Zurück in Deutschland und voller Motivation im Minengeschäft etwas bewegen zu wollen, gründet Guya die Earthbeat Foundation in Zürich, um Aufmerksamkeit auf das Thema zu lenken, aber vor allem vor Ort für bessere Arbeitsbedingungen zu sorgen. Kurzum startete sie eine Kampagne und konnte mit einer NGO in Uganda 20.000 € sammeln, um davon Schutzkleidung für die Minenarbeiter zu kaufen. Voller Stolz flog Guya mit ihrem Team nach Uganda – doch vor Ort angekommen erweist die gutgemeinte Idee sich als unbequemes Etwas für die Minenarbeiter. Die Kleidung, die ihr Leben schützen sollte, erschien ihnen lediglich als unnütze Last und wurde kurzer Hand wieder ausgezogen.

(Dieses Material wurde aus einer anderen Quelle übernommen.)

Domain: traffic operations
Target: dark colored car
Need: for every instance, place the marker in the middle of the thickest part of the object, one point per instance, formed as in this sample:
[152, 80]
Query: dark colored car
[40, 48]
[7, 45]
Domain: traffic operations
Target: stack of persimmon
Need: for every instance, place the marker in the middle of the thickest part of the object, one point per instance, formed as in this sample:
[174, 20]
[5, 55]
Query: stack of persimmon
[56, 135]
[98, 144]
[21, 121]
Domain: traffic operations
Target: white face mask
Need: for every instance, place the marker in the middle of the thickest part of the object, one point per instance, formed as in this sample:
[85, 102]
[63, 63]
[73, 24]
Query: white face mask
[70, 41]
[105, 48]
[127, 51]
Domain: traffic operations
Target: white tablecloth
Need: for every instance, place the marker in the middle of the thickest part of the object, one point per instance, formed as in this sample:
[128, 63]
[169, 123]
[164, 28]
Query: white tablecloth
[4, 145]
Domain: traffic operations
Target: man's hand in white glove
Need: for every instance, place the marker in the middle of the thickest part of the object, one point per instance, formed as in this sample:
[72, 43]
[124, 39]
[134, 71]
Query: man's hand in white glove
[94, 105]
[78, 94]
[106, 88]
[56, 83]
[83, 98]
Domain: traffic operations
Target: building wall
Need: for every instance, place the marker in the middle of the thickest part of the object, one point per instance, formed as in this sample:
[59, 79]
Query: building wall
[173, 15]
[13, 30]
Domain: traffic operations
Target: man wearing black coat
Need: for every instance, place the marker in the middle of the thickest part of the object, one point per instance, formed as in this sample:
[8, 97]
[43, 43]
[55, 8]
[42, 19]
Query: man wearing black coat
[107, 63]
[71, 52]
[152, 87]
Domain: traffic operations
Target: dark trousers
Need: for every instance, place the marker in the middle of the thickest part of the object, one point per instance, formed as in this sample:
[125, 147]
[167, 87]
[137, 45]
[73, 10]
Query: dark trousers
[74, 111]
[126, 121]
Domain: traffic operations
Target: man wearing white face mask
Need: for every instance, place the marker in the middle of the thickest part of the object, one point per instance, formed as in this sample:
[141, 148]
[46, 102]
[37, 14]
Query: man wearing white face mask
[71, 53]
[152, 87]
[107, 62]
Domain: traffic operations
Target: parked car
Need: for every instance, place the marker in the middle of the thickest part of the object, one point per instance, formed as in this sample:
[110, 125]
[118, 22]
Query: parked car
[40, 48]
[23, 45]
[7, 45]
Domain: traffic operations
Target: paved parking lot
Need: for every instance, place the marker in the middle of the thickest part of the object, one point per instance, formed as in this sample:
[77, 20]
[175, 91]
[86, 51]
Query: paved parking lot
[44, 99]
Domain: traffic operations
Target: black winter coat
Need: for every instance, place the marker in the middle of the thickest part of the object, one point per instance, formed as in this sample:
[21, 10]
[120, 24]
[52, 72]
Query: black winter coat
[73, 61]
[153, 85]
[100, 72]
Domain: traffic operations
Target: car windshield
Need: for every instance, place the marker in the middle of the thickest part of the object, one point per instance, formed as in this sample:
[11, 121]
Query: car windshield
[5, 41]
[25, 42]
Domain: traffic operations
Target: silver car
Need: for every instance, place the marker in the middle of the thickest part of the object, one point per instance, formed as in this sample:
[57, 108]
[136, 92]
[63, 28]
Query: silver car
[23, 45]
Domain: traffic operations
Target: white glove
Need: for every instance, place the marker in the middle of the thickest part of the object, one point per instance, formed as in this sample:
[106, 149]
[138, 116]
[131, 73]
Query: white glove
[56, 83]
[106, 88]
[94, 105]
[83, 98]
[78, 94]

„Die Menschen kämpfen dort ums nackte Überleben, die Gesundheit steht da ganz hinten an."

Bildung ist wie immer der Schlüssel, weshalb Guya heute viel mehr noch in die Communities reingeht und mit den Menschen vor Ort spricht, um Workshops anzubieten, in denen sie zunächst richtig geschult werden, um ein Bewusstsein für Risiken und Nebenwirkungen zu schaffen. Darüber hinaus möchte Guya ihnen neue Perspektiven aufzeigen um viele aus dem Mining ganz rauszuholen: „Es ist ohnehin so viel Gold im Umlauf, welches man immer wieder verwenden kann.“

Deshalb ist Guyas weiterer Ansatz, neben dem Schaffen von fairen Arbeitsbedingungen im Mining, auf das Recycling von Gold zu setzen – sie nennt es Urban Mining. „Am schönsten wäre es, Minen schließen zu können, die Böden zu dekontaminieren und die Menschen vor Ort selbstbestimmt in neue Berufe zu bringen.“ Dazu waren viele Gespräche mit den Communities vor Ort notwendig, um die Bedürfnisse der Menschen zu verstehen, denn besonders dieser Gambling-Aspekt im Goldgeschäft spielt für die männlichen Minenarbeiter eine große Rolle – morgen kommt der große Fund! In Zusammenarbeit mit einer NGO in Uganda kam dann die Idee, eine  einjährige Ausbildung zum Imker anzubieten und die Menschen raus aus den körperlichen Strapazen des Minengeschäfts zu holen. 89 Menschen lernen jetzt, wie man mit Bienen umgeht, den Honig erntet und ihn schließlich vermarktet. Im Februar 2018 startet die erste Honig-Ernte.

Seit fast zehn Jahren ist Guya nun in der Branche und es bleibt ein schwieriges Unterfangen etwas zu bewegen. Das Geschäft mit dem Gold ist lukrativ und es gibt zu viele Akteure, die daran interessiert sind. Die Bedingungen, unter denen Gold oder Edelsteine gefördert werden, werden in der Branche nach wie vor lieber nicht thematisiert. Auch hat Guya den gesamten Kundenstamm ihres Vaters verloren, doch das stört sie nicht, denn ihr ist Fairness wichtiger als Profit. “Luxus ist, wenn alle davon profitieren,” sagt Guya stolz. Heute spricht Vieri die moderne, selbstbewusste Frau, mit einem Sinn für Nachhaltigkeit, an. Guya beweist: Luxus und Vernunft schließen sich nicht aus.